The camera with larger pixels will have an advantage in system noise. Siince not everyone seems to agree with this, let's go through the argument slowly.
Let's agree to expose the image correctly in each camera, to just barely saturate the brightest pixels. The large pixels capture 4 times as many photons as the small pixels, but the sensor charge capacity (full well depth) is correspondingly 4 times as great, so this requires the same exposure (aperture and shutter speed) in both cases. Let's say this exposure produces digitized values of 256 in the saturated small pixels and 1024 in the saturated large pixels, at the same electronics gain. (Of course camera A may subsequently multiply all values by 1/4 to provide a common intensity scale, but this does not affect signal/noise considerations.)

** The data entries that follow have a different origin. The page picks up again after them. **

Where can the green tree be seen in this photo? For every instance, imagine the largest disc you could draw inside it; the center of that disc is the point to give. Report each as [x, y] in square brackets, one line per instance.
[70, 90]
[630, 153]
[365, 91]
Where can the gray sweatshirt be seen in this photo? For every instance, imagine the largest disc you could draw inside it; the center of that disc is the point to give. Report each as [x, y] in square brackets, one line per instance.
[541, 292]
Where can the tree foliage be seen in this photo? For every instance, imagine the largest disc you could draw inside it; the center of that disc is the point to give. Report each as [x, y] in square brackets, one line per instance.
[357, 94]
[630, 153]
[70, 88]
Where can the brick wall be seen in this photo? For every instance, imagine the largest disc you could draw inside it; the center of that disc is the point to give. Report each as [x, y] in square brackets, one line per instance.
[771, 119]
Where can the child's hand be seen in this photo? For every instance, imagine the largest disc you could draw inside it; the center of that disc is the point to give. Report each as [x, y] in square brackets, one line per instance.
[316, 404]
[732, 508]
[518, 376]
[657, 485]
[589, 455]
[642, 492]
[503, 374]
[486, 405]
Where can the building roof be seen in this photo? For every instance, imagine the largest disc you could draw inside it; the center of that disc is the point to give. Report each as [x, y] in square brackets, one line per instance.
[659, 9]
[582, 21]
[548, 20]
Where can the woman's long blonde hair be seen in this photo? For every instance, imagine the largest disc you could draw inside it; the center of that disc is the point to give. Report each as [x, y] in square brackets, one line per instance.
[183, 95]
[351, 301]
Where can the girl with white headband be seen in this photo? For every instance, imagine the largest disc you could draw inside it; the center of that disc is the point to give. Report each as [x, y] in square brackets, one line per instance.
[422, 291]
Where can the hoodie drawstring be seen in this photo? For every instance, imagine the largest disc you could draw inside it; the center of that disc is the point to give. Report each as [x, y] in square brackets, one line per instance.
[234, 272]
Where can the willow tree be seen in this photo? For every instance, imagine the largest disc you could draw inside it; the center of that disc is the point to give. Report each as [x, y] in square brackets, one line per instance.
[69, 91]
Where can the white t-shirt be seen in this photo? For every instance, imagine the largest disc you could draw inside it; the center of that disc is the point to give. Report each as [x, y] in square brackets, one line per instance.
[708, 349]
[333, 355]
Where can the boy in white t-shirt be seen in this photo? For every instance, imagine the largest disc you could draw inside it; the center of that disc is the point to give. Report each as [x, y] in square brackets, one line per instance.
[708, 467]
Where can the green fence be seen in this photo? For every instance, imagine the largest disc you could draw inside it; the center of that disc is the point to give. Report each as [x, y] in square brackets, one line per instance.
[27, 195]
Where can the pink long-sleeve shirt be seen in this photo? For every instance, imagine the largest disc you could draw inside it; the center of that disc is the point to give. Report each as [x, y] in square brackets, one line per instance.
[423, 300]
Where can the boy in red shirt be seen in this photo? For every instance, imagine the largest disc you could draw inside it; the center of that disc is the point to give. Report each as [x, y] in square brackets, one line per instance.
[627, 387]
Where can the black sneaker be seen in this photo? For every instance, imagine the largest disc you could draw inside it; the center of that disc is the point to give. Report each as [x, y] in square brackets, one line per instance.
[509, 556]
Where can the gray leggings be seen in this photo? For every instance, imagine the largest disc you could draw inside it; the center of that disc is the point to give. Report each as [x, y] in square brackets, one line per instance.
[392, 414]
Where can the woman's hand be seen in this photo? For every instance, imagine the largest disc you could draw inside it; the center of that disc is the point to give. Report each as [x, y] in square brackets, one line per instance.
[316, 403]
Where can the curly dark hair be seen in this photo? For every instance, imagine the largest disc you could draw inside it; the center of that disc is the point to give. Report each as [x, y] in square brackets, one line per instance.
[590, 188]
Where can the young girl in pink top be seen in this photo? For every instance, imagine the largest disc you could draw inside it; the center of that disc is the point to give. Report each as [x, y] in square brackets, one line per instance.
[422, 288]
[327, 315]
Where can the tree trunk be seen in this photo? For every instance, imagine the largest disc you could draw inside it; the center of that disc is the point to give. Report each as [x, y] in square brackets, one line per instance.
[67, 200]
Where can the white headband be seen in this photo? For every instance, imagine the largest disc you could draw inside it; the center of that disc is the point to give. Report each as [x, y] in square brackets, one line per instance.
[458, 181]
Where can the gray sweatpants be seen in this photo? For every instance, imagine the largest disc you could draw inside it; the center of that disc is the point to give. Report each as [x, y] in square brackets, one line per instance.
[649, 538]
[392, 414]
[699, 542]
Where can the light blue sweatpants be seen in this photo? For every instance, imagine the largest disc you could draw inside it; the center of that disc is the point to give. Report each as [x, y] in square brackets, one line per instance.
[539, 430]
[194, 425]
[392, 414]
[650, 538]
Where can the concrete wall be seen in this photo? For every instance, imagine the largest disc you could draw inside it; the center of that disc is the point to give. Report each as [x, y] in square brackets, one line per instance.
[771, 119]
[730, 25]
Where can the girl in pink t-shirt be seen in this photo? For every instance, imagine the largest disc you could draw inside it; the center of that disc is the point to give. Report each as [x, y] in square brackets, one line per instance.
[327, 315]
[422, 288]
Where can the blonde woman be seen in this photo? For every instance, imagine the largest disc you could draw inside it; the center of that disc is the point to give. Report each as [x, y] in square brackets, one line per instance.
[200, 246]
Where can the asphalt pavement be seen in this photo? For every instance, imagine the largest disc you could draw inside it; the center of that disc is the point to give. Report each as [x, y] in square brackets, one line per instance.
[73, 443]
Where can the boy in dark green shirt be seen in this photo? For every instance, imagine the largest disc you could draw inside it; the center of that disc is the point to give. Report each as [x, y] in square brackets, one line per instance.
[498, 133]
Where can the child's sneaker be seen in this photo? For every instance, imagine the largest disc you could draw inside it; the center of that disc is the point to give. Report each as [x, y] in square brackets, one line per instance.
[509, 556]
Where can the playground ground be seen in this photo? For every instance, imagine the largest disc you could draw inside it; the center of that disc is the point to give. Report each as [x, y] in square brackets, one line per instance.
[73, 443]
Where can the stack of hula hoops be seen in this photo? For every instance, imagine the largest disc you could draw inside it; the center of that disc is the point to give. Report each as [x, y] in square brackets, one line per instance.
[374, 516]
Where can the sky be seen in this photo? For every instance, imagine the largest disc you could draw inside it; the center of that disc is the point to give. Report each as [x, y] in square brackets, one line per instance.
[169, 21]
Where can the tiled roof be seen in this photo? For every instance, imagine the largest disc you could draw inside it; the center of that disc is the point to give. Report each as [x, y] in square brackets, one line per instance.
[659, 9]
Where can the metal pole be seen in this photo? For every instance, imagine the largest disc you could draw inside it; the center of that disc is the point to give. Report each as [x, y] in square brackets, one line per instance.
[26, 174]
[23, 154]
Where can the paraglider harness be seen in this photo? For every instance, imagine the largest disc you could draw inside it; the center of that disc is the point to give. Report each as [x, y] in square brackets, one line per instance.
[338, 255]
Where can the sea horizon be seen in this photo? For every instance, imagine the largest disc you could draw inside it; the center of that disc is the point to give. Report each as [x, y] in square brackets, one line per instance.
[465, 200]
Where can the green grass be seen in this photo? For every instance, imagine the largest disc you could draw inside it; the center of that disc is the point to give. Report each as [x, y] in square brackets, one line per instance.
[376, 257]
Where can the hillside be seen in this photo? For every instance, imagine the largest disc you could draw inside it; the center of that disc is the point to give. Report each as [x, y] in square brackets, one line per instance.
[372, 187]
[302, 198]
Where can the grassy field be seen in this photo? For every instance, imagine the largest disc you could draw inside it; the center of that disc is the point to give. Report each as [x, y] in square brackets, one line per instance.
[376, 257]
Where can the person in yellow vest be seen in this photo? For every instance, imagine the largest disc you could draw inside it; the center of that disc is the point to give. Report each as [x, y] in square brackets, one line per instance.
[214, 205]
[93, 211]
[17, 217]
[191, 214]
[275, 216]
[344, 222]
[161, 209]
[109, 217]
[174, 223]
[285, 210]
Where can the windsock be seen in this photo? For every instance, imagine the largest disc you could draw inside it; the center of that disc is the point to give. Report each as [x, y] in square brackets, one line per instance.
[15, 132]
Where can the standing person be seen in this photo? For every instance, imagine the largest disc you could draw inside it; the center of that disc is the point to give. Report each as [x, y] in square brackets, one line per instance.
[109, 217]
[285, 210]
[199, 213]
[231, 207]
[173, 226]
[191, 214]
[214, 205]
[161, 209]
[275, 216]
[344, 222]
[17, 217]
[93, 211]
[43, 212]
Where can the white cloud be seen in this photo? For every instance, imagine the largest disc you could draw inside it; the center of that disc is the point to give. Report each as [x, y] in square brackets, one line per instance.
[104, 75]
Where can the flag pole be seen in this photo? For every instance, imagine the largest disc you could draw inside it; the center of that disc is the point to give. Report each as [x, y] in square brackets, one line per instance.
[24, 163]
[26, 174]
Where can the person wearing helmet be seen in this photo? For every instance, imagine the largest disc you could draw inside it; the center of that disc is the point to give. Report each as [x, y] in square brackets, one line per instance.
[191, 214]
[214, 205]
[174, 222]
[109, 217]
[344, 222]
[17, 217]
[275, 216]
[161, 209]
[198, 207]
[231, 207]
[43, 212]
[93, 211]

Now what about noise? Sensor noise is generally dominated by the readout electronics. Let's say the readout noise is a fixed number of electrons, corresponding to a digitized value of 1 count. Since every pixel is subject separately to this readout noise, it will be the same for the small pixels and the large pixels, at the same electronics gain. But remember the large pixels produce 4 times more signal per pixel, so the signal/noise ratio will be 4x better for the large pixels than for the small pixels.
The situation is not quite as bad as this, because the small pixels are bunched together closer in the final displayed image, so some averaging occurs. This averaging may occur digitally, if the image is displayed small, as pixels are down-sampled to match the printer or screen resolution. If the four small pixels are averaged back into one large pixel, the noise will improve by a factor of 2 by simple statistics. This still leaves a factor of 2 worse noise than if the averaging was done in the sensor before digitization.
Photon statistics (shot noise) is another noise source. This will be the dominant noise for bright pixels, where signal/noise is already good, but it will not be the dominant noise for dark pixels, where signal/noise is poor and hence important. If sensor readout noise was somehow made negligible and photon statistics became the dominant noise source, then we would have a different situation. The small pixels would have 1/4 the signal and hence 1/2 the noise of the large pixels, and by the averaging argument given above this factor of 2 would cancel out. In this situation, the small pixels would be equivalent to the large pixels in signal/noise.